RCMP from Surrey and other Fraser Valley detachments are cracking down on aggressive drivers by targeting five high crash locations in a traffic blitz starting Wednesday.

About forty officers will conduct the large-scale, continuous operation in which they are watching for speeding, aggressive drivers, and prohibited drivers as well as stolen and uninsured vehicles.

Const. Dave Babineau spoke to CTV British Columbia's Maria Weisgarber.

"We're trying to cut down on the number people who are unnecessarily dying on our roads," he said. "(And) we're trying to catch those people who shouldn't be driving."

Police are starting with five hotspots today, including the intersection at 104th Avenue and 152nd Street, but will be targeting various other locations determined by traffic statistics.

"We define hotspots as high-crash locations, problem locations," Const. Babineau said. "We determine those locations through data that we've gathered in the past, where serious injury crashes have happened, along with fatalities."
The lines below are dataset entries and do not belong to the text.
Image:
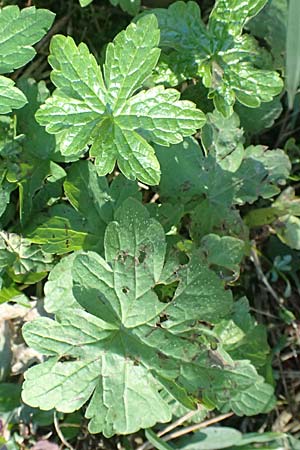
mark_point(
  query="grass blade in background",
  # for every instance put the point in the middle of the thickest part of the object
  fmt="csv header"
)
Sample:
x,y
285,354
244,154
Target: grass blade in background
x,y
293,51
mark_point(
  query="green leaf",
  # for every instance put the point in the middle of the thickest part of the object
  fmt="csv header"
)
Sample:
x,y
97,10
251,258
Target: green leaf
x,y
223,251
271,25
6,353
9,396
58,288
254,121
62,230
292,51
211,438
223,138
219,54
232,15
288,230
188,175
130,6
85,2
19,31
22,257
37,142
115,120
156,441
93,197
118,349
10,96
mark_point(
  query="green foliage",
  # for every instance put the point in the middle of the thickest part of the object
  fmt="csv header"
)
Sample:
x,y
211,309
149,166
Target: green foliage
x,y
292,52
19,30
220,54
126,215
122,333
130,6
89,109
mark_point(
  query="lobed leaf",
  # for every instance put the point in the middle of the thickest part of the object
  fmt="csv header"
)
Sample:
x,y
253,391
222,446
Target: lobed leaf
x,y
19,30
218,53
117,350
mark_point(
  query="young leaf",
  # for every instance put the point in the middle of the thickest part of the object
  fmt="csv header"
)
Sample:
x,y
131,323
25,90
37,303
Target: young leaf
x,y
19,30
130,6
219,54
223,138
117,349
22,257
107,113
271,25
293,51
10,96
188,174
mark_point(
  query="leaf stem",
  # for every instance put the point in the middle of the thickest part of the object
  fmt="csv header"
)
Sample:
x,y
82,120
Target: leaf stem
x,y
60,434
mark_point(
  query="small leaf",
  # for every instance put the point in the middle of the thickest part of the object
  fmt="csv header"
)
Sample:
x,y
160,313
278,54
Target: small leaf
x,y
223,138
19,31
10,96
156,441
115,120
293,51
211,438
218,53
22,257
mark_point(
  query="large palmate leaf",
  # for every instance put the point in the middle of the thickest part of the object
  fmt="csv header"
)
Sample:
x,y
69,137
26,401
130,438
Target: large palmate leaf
x,y
19,30
123,347
19,255
219,53
106,112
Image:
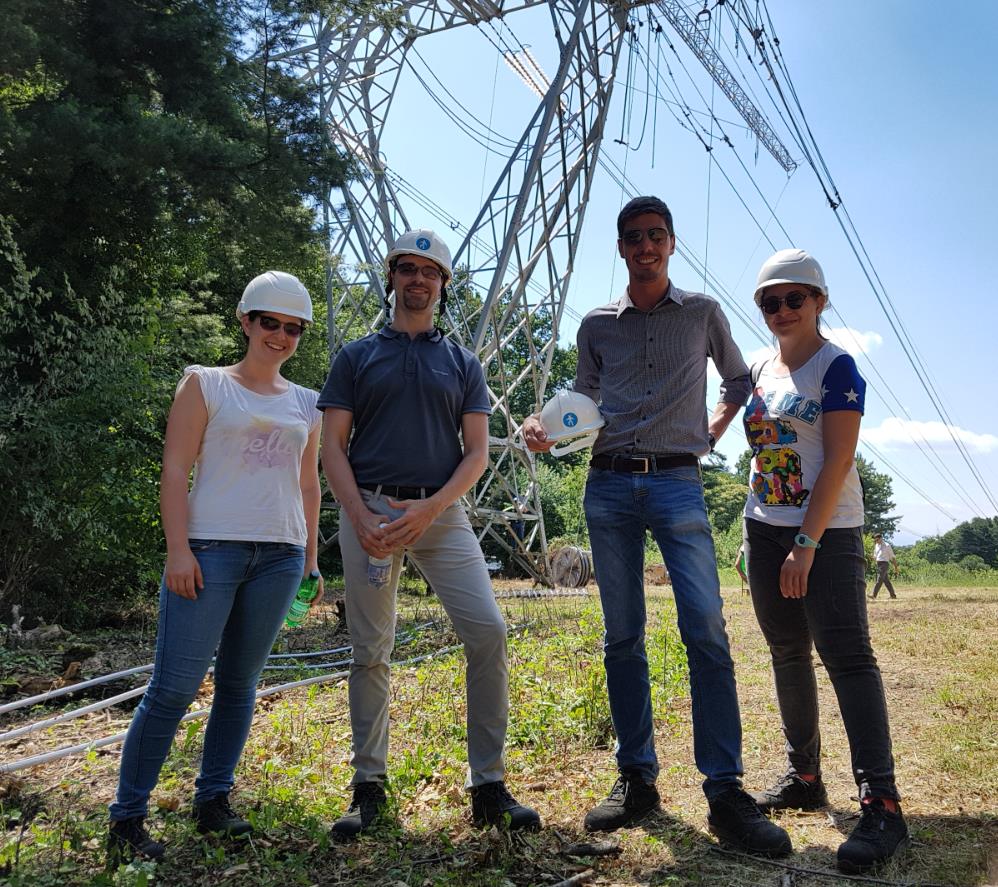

Members of Integrated Road Safety Units and various municipal traffic divisions will work with an automatic licence plate recognition system in video cameras mounted in police vehicles.

The camera captures images of up to 3,000 licence plates per hour and checks the plate numbers against a database of stolen or uninsured vehicles.

Police say they are not targeting Surrey for any particular reason, but various locations will be targeted in the coming months.

"All summer, some of them we'll be advertising, some we won't, so you won't know where we're going to be or when we're going to be there," Const. Babineau said.

"So the best advice I can give to the public is to drive appropriately at all times, and you'll have no worries of meeting one of our officers and maybe getting a ticket."

Last month, police began targeting high-risk intersections in an undercover operation using officers disguised as workers or pedestrians. Surrey RCMP said the program, which continues through May, is proving successful.